Arınç'tan dikkat çeken 'U' dönüşü

Son günlerde AKP’ye yönelik sert eleştirilerde bulunan ve “kral çıplak demenin zamanıdır” sözleriyle gündem olan eski TBMM Başkanı Bülent Arınç, dikkat çeken bir 'U' dönüşüne imza attı.

SHABER3.COM

AKP'ye yönelik 'kral çıplak' eleştirisinin sahibi eski TBMM Başkanı Bülent Arınç, önce AKP’li Cumhurbaşkanı Erdoğan’ın davetiyle Manisa mitingine katıldı, ardından da iki sayfalık bir açıklama yaparak kendini muhalif görmediğini anlattı. Arınç, “Bu ev benim evimdir ve ben kendimi AK Parti’nin milyonlarca sahibinden birisi olarak görüyorum.” dedi.

Twiter hesabından iki sayfalık bir açıklama yayınlayan Bülent Arınç, mitinge katıldığı için AKP teşkilatlarından birçok isimden tebrik mesajları aldığını, bu arada bazı eleştirilere de muhatap olduğunu belirtti.

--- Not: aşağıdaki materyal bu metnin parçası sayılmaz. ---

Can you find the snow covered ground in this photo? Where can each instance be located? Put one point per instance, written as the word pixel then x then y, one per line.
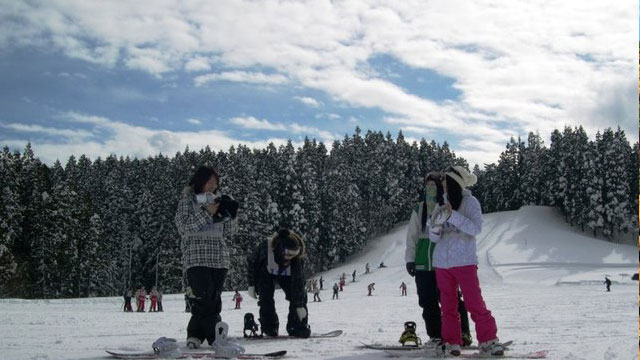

Bazı eleştirileri haksız olarak niteleyen Arınç “kendimi bir muhalif olarak nitelendirmiyorum” ifadesini kullandı.

Arınç’ın sosyal medya üzerinden yaptığı açıklamada şu ifadelere yer verdi: 

“Cumartesi günü memleketim Manisa’da düzenlenen mitinge Sayın Cumhurbaşkanı ile birlikte katılmam ve orada yaptığım konuşma üzerine AK Parti teşkilatlarından ve beni AK Partili olarak bilen, tanıyan birçok isimden tebrik mesajları aldım. Bu arada bazı eleştirilere de muhatap oldum. Bu eleştirilerin birçoğunun iyi niyetli olduğunu, saygılı bir biçimde dile getirildiğini görüyorum. Bunun yanı sıra olaylara yalnızca siyah-beyaz olarak bakabilen isimlerin de birtakım eleştirilerinde haksız olduğunu düşünüyorum. Ben bugüne kadar AK Parti’nin birkaç kurucusundan birisi olduğumu ve AK Parti’nin benim evim olduğunu geçmişten bugüne ısrarla söyledim. Partim ve Sayın Cumhurbaşkanı tarafından yapılan tüm davetlere katıldım.

‘AK PARTİ BENİM EVİM’
Bu vesile ile benim siyaset anlayışım üzerine bildiğinizi zannettiğim ama birilerinin ısrarla farklı göstermek istediği bir konuya da açıklık getirmek isterim. Ben siyaseti başkalarından farklı yapıyorum. Siyaseti halkımızın iyi yönetilmesi, mutluluğu, refah ve huzur içinde yaşaması ve onunla birlikte olmak şeklinde tanımlıyorum. Bugüne kadar da siyasetimi bu tanımlama üzerine şekillendirdim. Benim siyaset anlayışım şiddete, nefrete ve ayrımcılığa dayalı bir siyaset değildir. Bu dili de hayatım boyunca hiç kullanmadım. Sadece hizmet odaklı olarak vatandaşımızın gönlünde yer etmeye çalışan biri olarak bugüne geldim. Aktif siyasi hayattan ayrıldıktan sonra da şunu ısrarla söyledim. Ben AK Partiliyim, bu ev benim evimdir ve ben kendimi AK Parti’nin milyonlarca sahibinden birisi olarak görüyorum. Bugüne kadar AK Parti’nin doğrularına ve doğru yaptıklarına her zaman sahip çıktım, bundan sonra da sahip çıkmaya devam edeceğim.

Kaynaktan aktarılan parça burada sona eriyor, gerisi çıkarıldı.